Nein, das trifft nicht zu!
Die Sicherungsverfügung (§ 935 ZPO) dient der Sicherung eines Individualanspruchs auf gegenständliche Leistung.
Sie ist von der Regelungsverfügung (§ 940 ZPO) abzugrenzen, die der einstweiligen Sicherung des Rechtsfriedens bis zur Entscheidung des streitigen Rechtsverhältnisses dient. Bei der Regelungsverfügung muss zwischen den Parteien ein Rechtsverhältnis bestehen. Anders als bei der Sicherungsverfügung ist es nicht nötig, dass bestimmte Ansprüche daraus schon entstanden sind, sondern es genügt, dass sie entstehen können.

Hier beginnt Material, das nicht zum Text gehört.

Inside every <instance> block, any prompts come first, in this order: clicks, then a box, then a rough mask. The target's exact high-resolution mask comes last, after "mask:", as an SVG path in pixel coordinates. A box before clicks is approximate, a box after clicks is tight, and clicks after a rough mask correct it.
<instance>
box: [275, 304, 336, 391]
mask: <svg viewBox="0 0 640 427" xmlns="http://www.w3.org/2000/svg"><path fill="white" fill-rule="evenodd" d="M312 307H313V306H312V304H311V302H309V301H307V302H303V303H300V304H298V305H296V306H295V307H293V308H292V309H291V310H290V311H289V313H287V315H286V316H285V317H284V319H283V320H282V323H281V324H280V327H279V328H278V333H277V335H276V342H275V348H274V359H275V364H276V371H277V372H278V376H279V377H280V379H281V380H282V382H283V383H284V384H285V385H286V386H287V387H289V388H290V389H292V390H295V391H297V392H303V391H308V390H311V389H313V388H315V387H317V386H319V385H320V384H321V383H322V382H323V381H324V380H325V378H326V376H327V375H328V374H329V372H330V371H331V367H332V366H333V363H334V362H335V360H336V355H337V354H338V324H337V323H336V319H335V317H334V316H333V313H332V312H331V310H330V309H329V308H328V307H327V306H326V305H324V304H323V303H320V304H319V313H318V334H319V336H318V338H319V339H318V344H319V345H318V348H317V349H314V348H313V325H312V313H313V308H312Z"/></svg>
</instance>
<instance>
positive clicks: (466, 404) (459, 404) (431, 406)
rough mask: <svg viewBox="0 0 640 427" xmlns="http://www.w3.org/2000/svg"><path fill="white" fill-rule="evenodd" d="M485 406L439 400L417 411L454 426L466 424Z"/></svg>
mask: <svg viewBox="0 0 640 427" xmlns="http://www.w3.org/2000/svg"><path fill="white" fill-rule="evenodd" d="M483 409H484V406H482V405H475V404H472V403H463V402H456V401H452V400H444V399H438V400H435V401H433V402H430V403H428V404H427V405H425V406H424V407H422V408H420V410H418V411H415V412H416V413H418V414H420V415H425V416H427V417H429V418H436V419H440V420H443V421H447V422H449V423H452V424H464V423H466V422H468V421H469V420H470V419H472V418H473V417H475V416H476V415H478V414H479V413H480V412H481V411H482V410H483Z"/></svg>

3. Hier ist die Regelungsverfügung gemäß § 940 ZPO statthaft.
Ja!
Die Regelungsverfügung (§ 940 ZPO) ist statthaft zur einstweiligen Sicherung des Rechtsfriedens bis zur Entscheidung des streitigen Rechtsverhältnisses. Bei der Regelungsverfügung muss zwischen den Parteien ein Rechtsverhältnis bestehen. Ein Rechtsverhältnis ist eine aus dem Sachverhalt abgeleitete, bestimmte, rechtlich geregelte Beziehung von Personen zueinander oder zu Gegenständen. Hier besteht Streit über die gesellschaftlichen Geschäftsführungsbefugnisse (= Rechtsverhältnis). Der vorläufige Entzug dieser soll der Sicherung des Rechtsfriedens bis zur Entscheidung dienen. Somit ist eine Regelungsverfügung (§ 940 ZPO) statthaft. Der Begriff des Rechtsverhältnis wird ähnlich weit wie im Rahmen der Feststellungsklage nach § 256 ZPO verstanden.
4. Eine Abgrenzung zwischen Sicherungs- und Regelungsverfügung ist oft schwierig. Ist diese Abgrenzung in der Praxis von Bedeutung?
Nein, das ist nicht der Fall!
In der Klausur ist es wichtig, zwischen Sicherungsverfügung (§ 935 ZPO) und Regelungsverfügung (§ 940 ZPO) zu unterscheiden. In der Praxis ist diese Abgrenzung jedoch weitgehend ohne Relevanz, weil das Gericht ohnehin nach freiem Ermessen das Erforderliche veranlasst (§ 938 Abs. 1 ZPO).